While no additional funding has been made available to Public Health Suffolk for those responsibilities, national support funds to assist with the pandemic are being used for the scheme.
Data for the national teams' success rate in Suffolk has not been disclosed, but the success rate of the local teams has been between 87% and 92%.
A spokeswoman from the Department for Health and Social Care said: "NHS Test and Trace works extremely closely with local partners. Since last year we have used specialist local expertise combined with the national data and resources of NHS Test and Trace.
"To date, over 300 local authorities have joined forces with NHS Test and Trace to launch local tracing partnerships, and together with local authorities, we are successfully reaching almost 90% of people who’ve tested positive for coronavirus and 93% of their close contacts.

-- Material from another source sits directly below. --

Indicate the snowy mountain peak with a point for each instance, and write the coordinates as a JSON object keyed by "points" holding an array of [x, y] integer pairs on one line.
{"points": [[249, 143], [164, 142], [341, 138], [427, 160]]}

“We have also launched a new pilot with local authorities, including Suffolk, which is a joint initiative between national and local government that will help to reach individuals who have tested positive sooner.”
Anthony Dooley, secretary from the Suffolk UNITE union who questioned Mr Reeder on whether the council would lobby national government over its private contracts for test and trace, said it was an important development.
He added: "This, in effect, rejection of the discredited privatised national scheme could well be duplicated in other areas where the evidence is local publicly provided services are not only more effective they are much cheaper. Profit is removed from the process."